Birdman‘s gimmick, for want of a better word. is that it is all one continuous shot (not really, but it’s edited as such). It’s a fascinating choice to use this in a film about the theatre, because in some respects it makes the film far more theatrical (intercutting being a difficult technique to pull off on stage), with plenty of scenes of talking heads going at it. Yet it also compounds the cinematic nature of the film too, because the camera is constantly moving, constantly taking the close-up forcing us into an intimate relationship with the characters. The drum score is a marvellous thing to behold as well. It provides a heartbeat to it all, . It’s like a metronome, The fact that it can’t be nominated for Best Score at the Oscars is fucking ridiculous, but hey ho.
And talking of Oscars, the acting in this film is through the roof. There’s not s single dud performance. Michael Keaton hold the whole thing together as the focus of the film, managing to allow a pent-up rage to burst through the blissful denial of his situation.. But he’s ably supported by everyone else. Edward Norton is unlucky in that Best Supporting Actor is the most loaded category at the Oscars this year. Lindsay Duncan nearly steals the show as a bitter critic – her scene with Keaton borders on screaming “THIS IS THE MESSAGE OF THE FILM” but is saved from that by the quiet, steely, lethal gravity she provides in the face of Keaton’s menace.

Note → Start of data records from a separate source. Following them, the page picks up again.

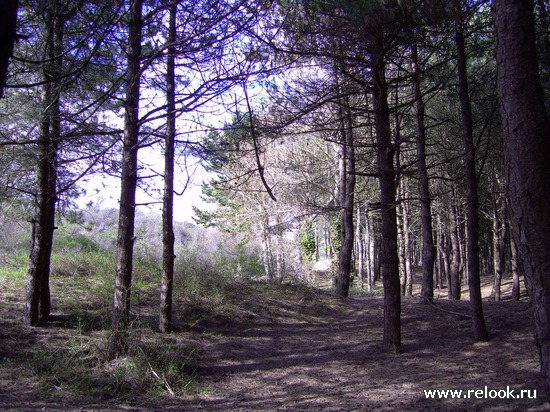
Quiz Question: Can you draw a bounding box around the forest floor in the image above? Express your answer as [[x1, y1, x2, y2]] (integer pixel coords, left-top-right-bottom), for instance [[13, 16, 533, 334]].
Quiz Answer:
[[0, 270, 550, 411]]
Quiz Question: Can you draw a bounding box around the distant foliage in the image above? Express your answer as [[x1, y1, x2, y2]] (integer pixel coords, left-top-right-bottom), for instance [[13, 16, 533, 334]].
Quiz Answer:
[[300, 222, 316, 261]]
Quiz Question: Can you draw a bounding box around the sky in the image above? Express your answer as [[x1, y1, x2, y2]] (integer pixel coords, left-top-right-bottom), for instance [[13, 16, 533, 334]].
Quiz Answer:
[[76, 150, 213, 222]]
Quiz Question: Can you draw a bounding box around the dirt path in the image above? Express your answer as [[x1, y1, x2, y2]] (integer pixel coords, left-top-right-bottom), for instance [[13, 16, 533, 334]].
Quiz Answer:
[[171, 298, 550, 411], [0, 278, 550, 412]]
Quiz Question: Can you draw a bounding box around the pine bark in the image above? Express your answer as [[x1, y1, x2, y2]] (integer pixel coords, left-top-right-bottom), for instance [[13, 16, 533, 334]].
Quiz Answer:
[[455, 20, 489, 341], [159, 3, 177, 333], [412, 44, 436, 303], [335, 99, 355, 297], [449, 196, 462, 300], [24, 1, 65, 326], [373, 50, 401, 353], [0, 0, 19, 99], [493, 0, 550, 393], [109, 0, 142, 358]]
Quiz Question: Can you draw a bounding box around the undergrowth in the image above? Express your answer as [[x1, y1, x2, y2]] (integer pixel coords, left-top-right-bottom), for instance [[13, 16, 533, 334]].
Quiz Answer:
[[0, 211, 332, 403]]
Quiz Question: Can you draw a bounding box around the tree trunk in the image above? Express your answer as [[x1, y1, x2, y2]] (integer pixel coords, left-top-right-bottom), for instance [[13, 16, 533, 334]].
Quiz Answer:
[[109, 0, 142, 358], [159, 3, 177, 333], [25, 1, 65, 326], [491, 200, 507, 302], [449, 196, 462, 300], [510, 225, 520, 302], [0, 0, 19, 99], [355, 205, 365, 289], [335, 98, 355, 297], [372, 44, 401, 353], [412, 43, 436, 303], [455, 20, 489, 341], [493, 0, 550, 394]]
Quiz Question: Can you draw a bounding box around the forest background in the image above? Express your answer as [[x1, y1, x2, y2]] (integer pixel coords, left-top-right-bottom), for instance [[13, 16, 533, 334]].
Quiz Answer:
[[0, 0, 550, 408]]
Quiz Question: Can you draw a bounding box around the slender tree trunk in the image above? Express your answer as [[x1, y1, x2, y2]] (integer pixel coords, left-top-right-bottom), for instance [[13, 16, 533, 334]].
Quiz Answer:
[[109, 0, 142, 358], [493, 0, 550, 394], [335, 95, 355, 297], [261, 210, 275, 283], [355, 205, 365, 289], [25, 0, 65, 326], [510, 225, 520, 302], [0, 0, 19, 99], [412, 43, 436, 303], [455, 21, 489, 341], [372, 44, 401, 353], [365, 214, 376, 292], [491, 200, 507, 302], [159, 3, 177, 333]]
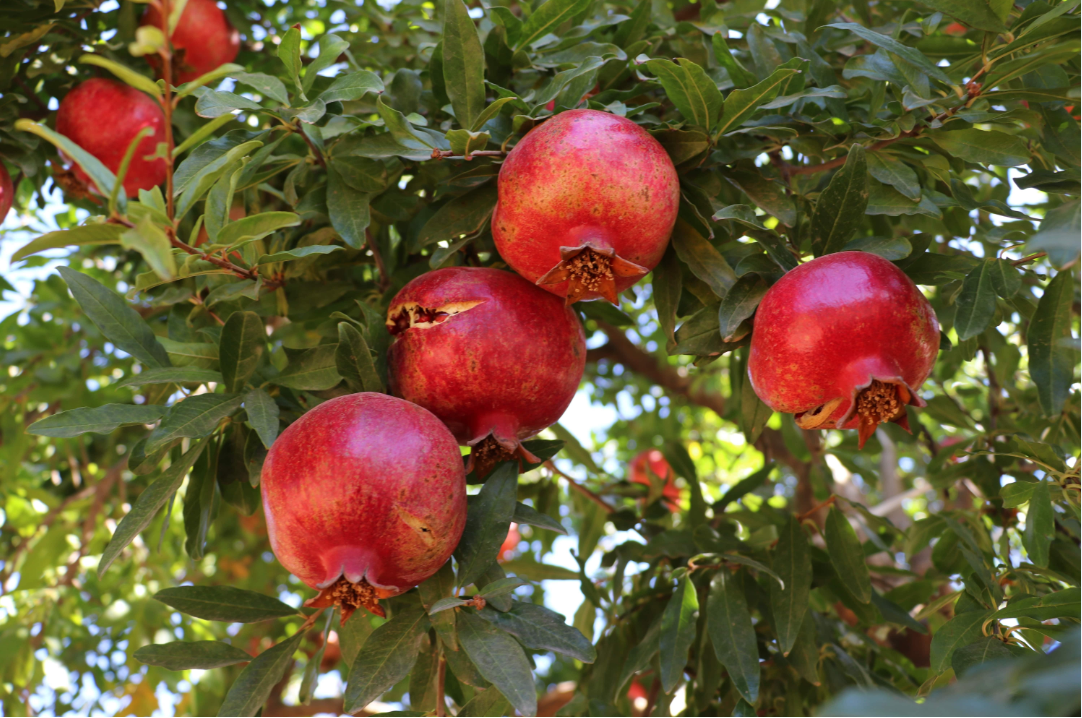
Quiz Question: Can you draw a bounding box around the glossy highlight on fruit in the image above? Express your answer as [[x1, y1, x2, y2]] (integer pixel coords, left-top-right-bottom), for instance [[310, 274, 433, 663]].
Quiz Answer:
[[748, 252, 939, 448], [492, 109, 679, 304], [56, 78, 166, 197], [262, 393, 466, 622], [628, 449, 679, 511], [387, 267, 586, 476], [140, 0, 240, 83]]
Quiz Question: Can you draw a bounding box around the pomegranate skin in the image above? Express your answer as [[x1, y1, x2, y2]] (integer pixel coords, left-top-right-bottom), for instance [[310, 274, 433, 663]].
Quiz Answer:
[[387, 267, 586, 473], [261, 393, 466, 616], [492, 109, 679, 303], [0, 162, 15, 222], [56, 78, 166, 197], [628, 449, 679, 511], [748, 252, 939, 447], [140, 0, 240, 82]]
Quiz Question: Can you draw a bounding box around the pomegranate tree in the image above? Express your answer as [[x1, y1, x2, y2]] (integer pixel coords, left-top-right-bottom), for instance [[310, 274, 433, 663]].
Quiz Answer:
[[56, 78, 166, 196], [387, 267, 586, 476], [140, 0, 240, 82], [492, 109, 679, 304], [628, 449, 679, 511], [748, 252, 939, 448], [262, 394, 466, 622], [0, 162, 15, 222]]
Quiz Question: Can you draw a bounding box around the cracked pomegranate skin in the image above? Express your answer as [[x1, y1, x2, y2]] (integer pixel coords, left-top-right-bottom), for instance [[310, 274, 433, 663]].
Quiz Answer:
[[0, 162, 15, 222], [492, 109, 679, 300], [140, 0, 240, 82], [388, 267, 586, 448], [748, 252, 939, 428], [261, 393, 466, 598], [56, 78, 166, 197]]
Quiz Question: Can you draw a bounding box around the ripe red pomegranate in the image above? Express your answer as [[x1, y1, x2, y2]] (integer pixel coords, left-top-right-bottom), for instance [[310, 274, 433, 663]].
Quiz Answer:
[[496, 521, 523, 563], [0, 162, 15, 222], [140, 0, 240, 82], [748, 252, 939, 448], [628, 449, 679, 511], [387, 267, 586, 476], [56, 78, 166, 197], [492, 109, 679, 304], [262, 393, 466, 622]]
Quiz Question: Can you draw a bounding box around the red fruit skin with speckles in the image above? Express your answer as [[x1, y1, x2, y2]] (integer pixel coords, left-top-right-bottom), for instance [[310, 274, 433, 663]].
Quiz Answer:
[[0, 162, 15, 222], [140, 0, 240, 82], [388, 267, 586, 444], [748, 252, 939, 428], [492, 109, 679, 300], [56, 78, 166, 197], [261, 393, 466, 598]]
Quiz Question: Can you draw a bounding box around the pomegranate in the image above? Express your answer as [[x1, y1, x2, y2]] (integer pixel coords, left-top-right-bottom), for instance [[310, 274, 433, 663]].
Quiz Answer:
[[492, 109, 679, 304], [496, 521, 523, 563], [140, 0, 240, 82], [628, 449, 679, 511], [748, 252, 939, 449], [262, 393, 466, 622], [387, 267, 586, 476], [56, 78, 166, 197], [0, 162, 15, 222]]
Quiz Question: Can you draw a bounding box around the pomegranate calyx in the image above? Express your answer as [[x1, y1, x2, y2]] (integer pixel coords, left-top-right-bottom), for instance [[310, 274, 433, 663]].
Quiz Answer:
[[466, 434, 541, 478], [304, 576, 386, 625], [537, 242, 649, 306]]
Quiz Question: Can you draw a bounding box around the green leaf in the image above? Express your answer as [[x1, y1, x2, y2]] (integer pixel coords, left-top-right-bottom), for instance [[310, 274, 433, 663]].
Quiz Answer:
[[823, 507, 872, 603], [921, 0, 1007, 32], [458, 609, 538, 716], [1026, 271, 1077, 416], [255, 244, 344, 267], [646, 57, 723, 131], [11, 224, 126, 262], [770, 516, 812, 655], [659, 575, 699, 693], [443, 0, 485, 129], [954, 260, 995, 342], [274, 344, 342, 391], [454, 462, 518, 588], [327, 164, 371, 250], [319, 70, 383, 103], [511, 502, 567, 536], [477, 601, 597, 663], [413, 183, 497, 250], [827, 23, 952, 84], [345, 609, 428, 713], [714, 67, 797, 138], [97, 437, 210, 579], [245, 388, 278, 449], [672, 220, 737, 297], [278, 27, 308, 102], [26, 404, 166, 439], [132, 641, 252, 670], [812, 145, 868, 256], [117, 367, 222, 387], [928, 129, 1030, 167], [146, 394, 243, 453], [334, 321, 384, 394], [15, 118, 128, 206], [1021, 481, 1056, 568], [929, 611, 992, 675], [717, 274, 770, 342], [217, 631, 304, 716], [512, 0, 590, 50], [707, 568, 760, 704], [56, 267, 171, 368], [154, 586, 296, 623], [217, 311, 266, 394]]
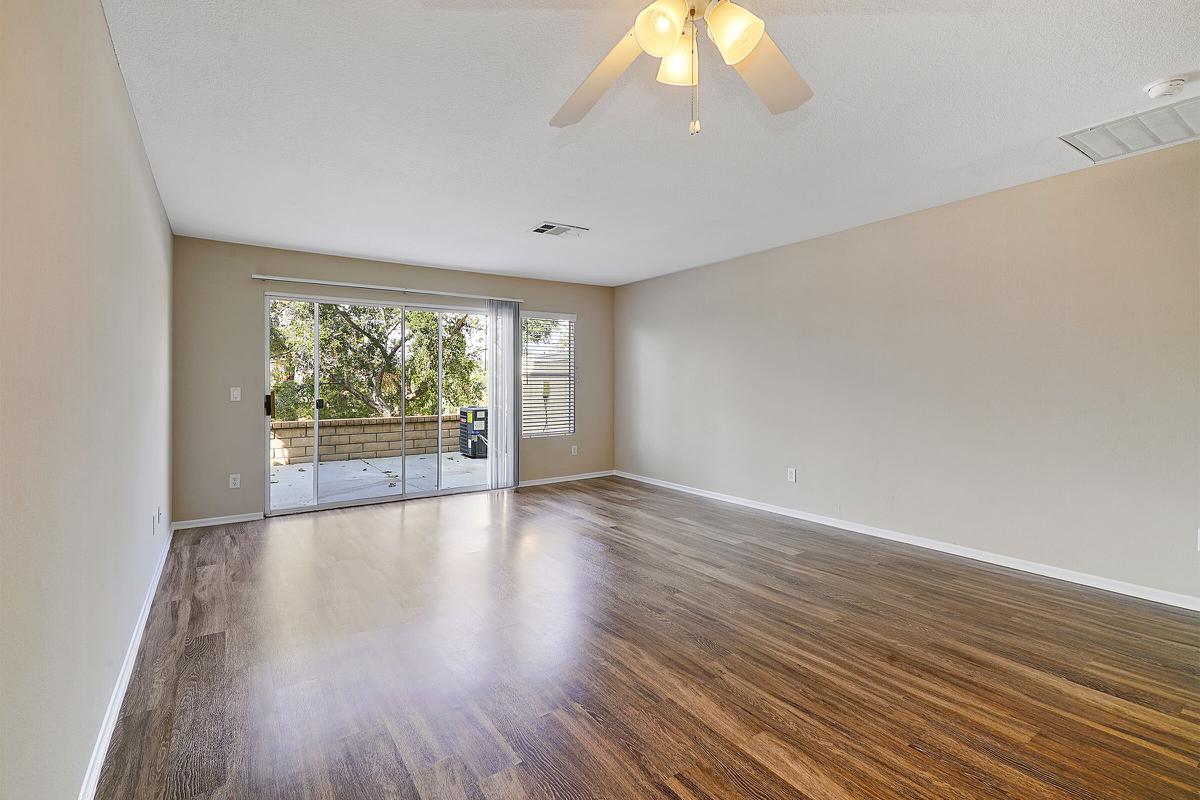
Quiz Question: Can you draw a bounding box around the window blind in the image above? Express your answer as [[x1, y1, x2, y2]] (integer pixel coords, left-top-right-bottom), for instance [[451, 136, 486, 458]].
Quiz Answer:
[[521, 313, 575, 439]]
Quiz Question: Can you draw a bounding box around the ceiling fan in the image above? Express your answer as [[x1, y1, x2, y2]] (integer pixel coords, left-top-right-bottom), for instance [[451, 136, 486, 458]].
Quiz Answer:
[[550, 0, 812, 134]]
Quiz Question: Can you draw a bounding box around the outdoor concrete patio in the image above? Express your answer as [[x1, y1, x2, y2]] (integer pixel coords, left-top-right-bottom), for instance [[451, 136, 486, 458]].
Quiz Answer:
[[271, 452, 487, 509]]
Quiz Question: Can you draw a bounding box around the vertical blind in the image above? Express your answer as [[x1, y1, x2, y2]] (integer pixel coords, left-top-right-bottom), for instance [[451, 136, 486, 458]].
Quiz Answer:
[[521, 313, 575, 438]]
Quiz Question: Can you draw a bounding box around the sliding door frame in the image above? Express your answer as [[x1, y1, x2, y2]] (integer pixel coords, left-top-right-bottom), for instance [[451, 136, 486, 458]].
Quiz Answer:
[[260, 291, 494, 517]]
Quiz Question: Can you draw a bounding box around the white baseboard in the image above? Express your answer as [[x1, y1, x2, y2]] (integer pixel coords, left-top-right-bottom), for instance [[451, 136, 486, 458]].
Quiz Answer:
[[520, 469, 616, 486], [79, 534, 170, 800], [613, 469, 1200, 610], [170, 511, 263, 530]]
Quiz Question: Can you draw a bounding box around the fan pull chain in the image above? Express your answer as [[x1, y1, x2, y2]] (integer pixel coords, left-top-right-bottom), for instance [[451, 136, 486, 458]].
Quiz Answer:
[[688, 17, 700, 136]]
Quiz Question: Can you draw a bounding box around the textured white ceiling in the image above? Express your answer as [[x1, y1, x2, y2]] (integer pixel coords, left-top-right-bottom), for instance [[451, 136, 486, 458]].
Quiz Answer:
[[104, 0, 1200, 284]]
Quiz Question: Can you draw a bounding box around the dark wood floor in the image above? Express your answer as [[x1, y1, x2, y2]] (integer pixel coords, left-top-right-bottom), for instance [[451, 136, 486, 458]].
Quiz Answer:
[[97, 479, 1200, 800]]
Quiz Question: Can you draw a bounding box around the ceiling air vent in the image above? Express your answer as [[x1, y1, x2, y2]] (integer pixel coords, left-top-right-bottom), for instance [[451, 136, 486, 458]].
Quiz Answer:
[[533, 222, 590, 239], [1058, 97, 1200, 162]]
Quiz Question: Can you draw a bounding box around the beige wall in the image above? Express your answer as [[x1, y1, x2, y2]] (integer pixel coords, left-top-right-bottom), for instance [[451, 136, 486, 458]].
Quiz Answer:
[[0, 0, 172, 800], [173, 237, 613, 519], [614, 144, 1200, 595]]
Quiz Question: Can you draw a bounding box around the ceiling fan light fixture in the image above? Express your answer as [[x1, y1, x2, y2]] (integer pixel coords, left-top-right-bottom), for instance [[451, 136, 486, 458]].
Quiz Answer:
[[634, 0, 688, 59], [704, 0, 767, 66], [658, 24, 700, 86]]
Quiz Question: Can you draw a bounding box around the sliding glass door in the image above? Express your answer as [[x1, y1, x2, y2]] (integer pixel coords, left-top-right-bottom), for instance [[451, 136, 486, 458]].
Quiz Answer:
[[266, 296, 492, 513]]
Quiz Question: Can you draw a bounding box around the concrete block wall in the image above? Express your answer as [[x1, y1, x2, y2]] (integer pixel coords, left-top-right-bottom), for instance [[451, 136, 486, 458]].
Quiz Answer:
[[271, 414, 458, 467]]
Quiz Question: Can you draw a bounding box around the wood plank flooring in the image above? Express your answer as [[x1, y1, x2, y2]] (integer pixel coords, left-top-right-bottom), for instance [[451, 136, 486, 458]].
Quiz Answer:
[[97, 479, 1200, 800]]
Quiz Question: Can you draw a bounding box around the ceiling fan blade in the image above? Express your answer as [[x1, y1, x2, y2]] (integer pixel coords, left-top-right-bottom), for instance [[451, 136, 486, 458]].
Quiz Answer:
[[733, 34, 812, 114], [550, 28, 642, 128]]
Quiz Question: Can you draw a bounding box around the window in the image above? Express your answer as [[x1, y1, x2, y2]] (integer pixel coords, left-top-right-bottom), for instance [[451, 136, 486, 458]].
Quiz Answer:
[[521, 312, 575, 439]]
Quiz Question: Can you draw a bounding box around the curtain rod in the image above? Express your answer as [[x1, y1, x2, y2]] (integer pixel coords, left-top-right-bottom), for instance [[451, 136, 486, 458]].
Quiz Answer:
[[250, 272, 524, 302]]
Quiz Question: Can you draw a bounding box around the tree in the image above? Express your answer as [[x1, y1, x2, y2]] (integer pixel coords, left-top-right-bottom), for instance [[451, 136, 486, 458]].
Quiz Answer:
[[270, 300, 487, 420]]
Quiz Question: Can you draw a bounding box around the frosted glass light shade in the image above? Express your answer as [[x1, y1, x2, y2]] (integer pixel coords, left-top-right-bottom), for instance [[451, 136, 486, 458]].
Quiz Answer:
[[634, 0, 688, 59], [704, 0, 767, 66], [659, 25, 700, 86]]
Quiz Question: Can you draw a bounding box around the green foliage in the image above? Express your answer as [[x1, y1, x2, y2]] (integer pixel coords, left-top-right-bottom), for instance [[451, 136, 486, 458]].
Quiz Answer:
[[270, 300, 487, 420]]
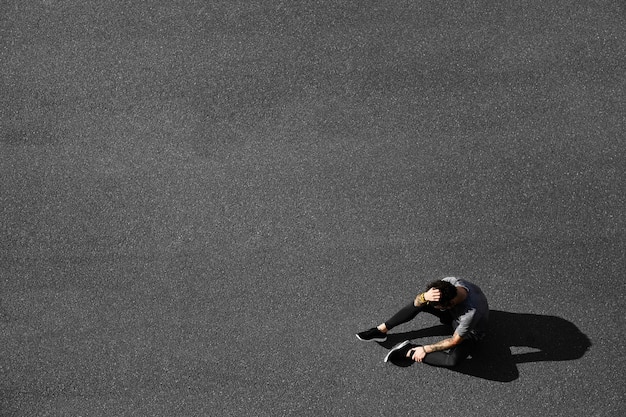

This weightiness is offset by the dreamlike, seamless quality to the whole affair, which combined with the ambiguous portrayal of Riggin’s ego manifesting as a superpower, layers on a veneer of surrealism. It draws you in, it keeps your attention held in a vice-like grip. By the time it reaches its conclusion it’s like waking up from a trance. Its intensity won’t let you go, even when it’s finished.
Hypnotic. That’s the word.
(Also, how fucking good is that poster?)